A United Arab Emirates national, formerly suspected to be carrying Middle East respiratory syndrome (MERS), escaped from a hospital in Seoul on Wednesday before being apprehended a few hours later.

The Korea Centers for Disease Control and Prevention (KCDC) announced later that the 21-year-old woman tested negative for MERS.

A worker from Kangbuk Samsung Hospital in Jongno District, central Seoul, said the woman visited the hospital’s emergency room at around 1:30 a.m. on Wednesday, accompanied by two guardians. Running a fever of 38.7 degrees Celsius (101.6 degrees Fahrenheit), the woman showed signs of MERS. The hospital immediately tried to quarantine her, but she left, saying that she would “wait in the car.”

The hospital staff then persuaded her to stay inside a negative pressure room, which was set up outside the emergency area. The woman was then transported from the car to the room by ambulance.

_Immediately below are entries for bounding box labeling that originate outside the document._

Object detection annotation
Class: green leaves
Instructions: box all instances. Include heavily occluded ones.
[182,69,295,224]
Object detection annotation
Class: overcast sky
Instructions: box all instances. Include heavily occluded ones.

But the woman left the quarantine ward at around 3:30 a.m. with her guardians.

“It was difficult for the hospital to stop a patient and her guardians from leaving the hospital by their own will,” said a Kangbuk Samsung Hospital staff. “The fact that the patient was a foreigner made us more cautious in dealing with her.”

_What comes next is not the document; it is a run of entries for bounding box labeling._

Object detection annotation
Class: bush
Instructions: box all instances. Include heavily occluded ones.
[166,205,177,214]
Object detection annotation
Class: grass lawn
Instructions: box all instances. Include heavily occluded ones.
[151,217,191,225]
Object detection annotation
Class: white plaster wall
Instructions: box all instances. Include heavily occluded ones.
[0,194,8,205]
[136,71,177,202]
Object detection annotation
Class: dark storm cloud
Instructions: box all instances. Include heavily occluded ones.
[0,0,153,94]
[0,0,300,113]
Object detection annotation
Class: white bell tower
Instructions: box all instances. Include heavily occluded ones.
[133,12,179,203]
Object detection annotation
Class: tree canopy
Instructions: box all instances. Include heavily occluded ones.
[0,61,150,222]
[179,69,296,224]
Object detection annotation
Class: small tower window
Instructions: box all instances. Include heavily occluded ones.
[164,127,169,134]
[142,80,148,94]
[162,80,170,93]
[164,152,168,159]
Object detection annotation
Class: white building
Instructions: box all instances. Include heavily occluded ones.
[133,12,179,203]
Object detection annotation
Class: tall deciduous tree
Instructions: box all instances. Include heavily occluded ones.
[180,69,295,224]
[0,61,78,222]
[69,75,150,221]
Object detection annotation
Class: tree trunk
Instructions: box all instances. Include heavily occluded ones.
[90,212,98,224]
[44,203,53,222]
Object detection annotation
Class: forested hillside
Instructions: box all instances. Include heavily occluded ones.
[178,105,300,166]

Jongno Police Precinct in Seoul received a report from the hospital at around 4:30 a.m. and began to search for the woman, finding her at a hotel in the Namdaemun area within three hours. Police tracked her down by using the address she provided when registering at the emergency room.

A fully equipped and protected official from the KCDC entered the hotel room to apprehend the woman, as she was still suspected of carrying MERS at the time. Quarantined in the National Medical Center, the woman received medical treatments and is showing signs of recovery. The KCDC said that, out of 311 suspected MERS cases this year, 77 have been further tested and all have proven negative so far.

Ever since a MERS breakout paralyzed the country last summer, the Ministry of Health and Welfare has worked to establish a specialized treatment system for infectious and contagious diseases. The ministry will be announcing amendments to the enforcement ordinance and regulation of Quarantine Act by May 23. The Quarantine Act was revised last December and is set to be enacted on June 30.

Since the MERS breakout, the Ministry of Health and Welfare has divided hospitals into three levels of contagion risk. The National Medical Center will exclusively treat new and high-risk infectious diseases, and will be equipped with more than 124 negative-pressure rooms in its quarantine wards.

Three to five public and national hospitals will also be designated as hospitals to specialize in infectious disease treatments. The Health Ministry will work with the Ministry of Strategy and Finance to determine, by the end of the year, exactly how many hospitals will be designated as such.